Long wait for angiography increases patient risk
Long wait for angiography increases patient risk
No catheterization boom for working poor
Delaying angiography puts patients at higher risk of suffering cardiac events, needing longer hospital stays and even ending up with worse outcomes, according to researchers reporting in the July 14 issue of the Journal of the Ameri-can Medical Association.
The study found caregivers should avoid delays longer than two weeks. Patients found to have a strongly positive stress test or who need two or three medications to treat ischemia should be made the first priority in the group.
The concept of patients having to wait for angiography may draw its share of question marks from caregivers, who, according to the American Heart Association in Dallas, have seen the number of catheterizations increase 315% from 1979 to 1996. At first glance, it seems that everyone who needs a procedure can get one.
"This is a little bit different," says Marschall S. Runge, MD, PhD, who says the picture changes when patients earn enough money to be ineligible for Medicaid but still cannot afford to get insurance themselves.
Runge’s study looked at a group of 381 patients who experienced a pile-up after being referred to what Runge describes as the only state-owned hospital in Texas. Because the patients did not have insurance and were not experiencing a cardiac emergency, they didn’t have many options open to them about where to go to get care.
With these populations of patients, he says, it doesn’t matter how many facilities offer the service for elective treatment. Most patients would have to go to the state hospital at The University of Texas Medical Branch at Galveston.
A tough situation
"It’s sort of a Catch-22," Runge says. "If the patients are having a heart attack, they can go in and get treated [anywhere]. But if it is not an emergency and they don’t have insurance, they can’t have it done."
Runge says between 1993 and 1994, there was an overwhelming number of patients referred to the Galveston facility. Clinicians had to create a waiting list according to the urgency of each case, and they reported the outcome in JAMA. A patient’s outcome was not considered in the study if he or she had the following confounding factors:
- myocardial infarction (MI) less than 30 days from symptom onset;
- potentially life-threatening diseases of the ascending aorta such as aneurism or dissection;
- modified Canadian Cardiovascular Society angina classes IVb or IVc;
- short life expectancy due to illness such as cancer, severe pulmonary, hepatic, or renal disease.
Runge’s group found most patients who had to wait had an acceptable outcome — about 91% of them. But in the remaining patients after the third week, their risk of cardiac episodes increased steadily.

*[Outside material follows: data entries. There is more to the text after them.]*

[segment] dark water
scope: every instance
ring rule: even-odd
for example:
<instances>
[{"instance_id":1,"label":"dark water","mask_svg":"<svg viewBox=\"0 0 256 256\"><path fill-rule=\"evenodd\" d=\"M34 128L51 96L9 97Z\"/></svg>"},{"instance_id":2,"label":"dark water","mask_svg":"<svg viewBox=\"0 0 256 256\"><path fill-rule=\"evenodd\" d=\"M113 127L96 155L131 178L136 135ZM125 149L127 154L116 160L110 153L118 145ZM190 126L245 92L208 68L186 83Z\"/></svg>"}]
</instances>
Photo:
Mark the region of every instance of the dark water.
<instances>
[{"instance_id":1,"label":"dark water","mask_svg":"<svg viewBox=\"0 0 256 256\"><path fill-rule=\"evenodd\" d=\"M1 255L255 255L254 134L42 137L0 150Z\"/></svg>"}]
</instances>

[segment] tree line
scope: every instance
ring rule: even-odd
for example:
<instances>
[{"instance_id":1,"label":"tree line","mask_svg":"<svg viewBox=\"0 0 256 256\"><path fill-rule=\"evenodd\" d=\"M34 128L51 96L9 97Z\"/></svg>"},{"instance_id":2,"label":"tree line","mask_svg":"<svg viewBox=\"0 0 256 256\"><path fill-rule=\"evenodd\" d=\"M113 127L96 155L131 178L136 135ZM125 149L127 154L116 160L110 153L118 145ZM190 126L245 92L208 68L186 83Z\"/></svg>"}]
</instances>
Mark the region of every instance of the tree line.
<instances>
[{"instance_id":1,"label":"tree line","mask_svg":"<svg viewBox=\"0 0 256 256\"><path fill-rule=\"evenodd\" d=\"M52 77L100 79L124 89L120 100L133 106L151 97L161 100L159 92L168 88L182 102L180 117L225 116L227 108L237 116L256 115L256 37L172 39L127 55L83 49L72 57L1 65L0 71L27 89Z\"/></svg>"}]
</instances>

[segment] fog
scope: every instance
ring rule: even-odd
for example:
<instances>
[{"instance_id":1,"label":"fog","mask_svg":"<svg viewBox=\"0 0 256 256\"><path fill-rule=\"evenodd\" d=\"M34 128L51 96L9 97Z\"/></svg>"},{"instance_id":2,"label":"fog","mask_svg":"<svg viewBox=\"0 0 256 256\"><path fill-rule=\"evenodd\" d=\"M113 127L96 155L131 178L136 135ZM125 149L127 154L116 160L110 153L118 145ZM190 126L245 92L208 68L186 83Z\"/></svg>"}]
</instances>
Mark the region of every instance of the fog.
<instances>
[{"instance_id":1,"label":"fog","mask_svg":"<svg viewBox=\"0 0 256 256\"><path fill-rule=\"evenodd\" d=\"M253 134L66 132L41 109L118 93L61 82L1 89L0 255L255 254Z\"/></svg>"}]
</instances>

Eight months after the patients were put on the list, there were six deaths, four MIs, and 26 unplanned hospitalizations for heart failure. There were 66 patients removed from the list because their doctors took them off, they refused the procedure, or they were able to go to another hospital. (Two of the deaths, one of the MIs, and one CHF hospitalization were in the subset of the participants taken off the list.)
Out of the initial 381 patients put on the list, 311 went on to angiography at the study hospital and four died before getting the procedure, which showed 64% had significantly diseased coronary arteries. Overall, the patients who had an adverse event tended to have higher incidence of smoking, more than two cardiac risk factors, and prior angioplasty.
Here is the length of time the patients waited to get a procedure:
- Up to two weeks — 8%
- Two to six weeks — 44%
- Six weeks to three months — 32%
- Longer than 3 months — 16%
Runge says the study’s death rate of 1.6% is low, as is the 1% risk of MI, but notes they are about 10 times the risk of the events when they are associated with cardiac catheterization.
Getting the patients off to cardiac catheterization within two weeks, especially for the patients with a strongly positive stress test or those on many medications for their condition seems reasonable, says David Fischman, MD, co-director of cardiac catheterization at Thomas Jefferson University Medical Center in Philadelphia.
But he notes if patients are referred to him because their doctors suspect they have coronary disease, he doesn’t want to wait at all. "I hate putting it off."
Fischman says most hospitals aren’t posed with the situation seen in this study, where so many patients unable to pay pile up and have to be placed on a list. Hospitals are scheduling patients for elective procedures, knowing they are going to be able to pay. So if one of those patients ends up on a long list, he or she would just go elsewhere — and hospitals are very competitive for those patients.
The people in this study, Fischman says, will need more time to find funding through government programs or social services, and that’s where the waiting can come in.
Having a guideline that tells doctors that they should be getting to these patients within two weeks makes sense: If patients’ symptoms are caused by coronary disease, some kind of intervention is needed because chances are good that the situation is not going to improve on its own.
Doctors need to know what exactly is happening with their patients’ coronary arteries so they can begin receiving the right treatment for it.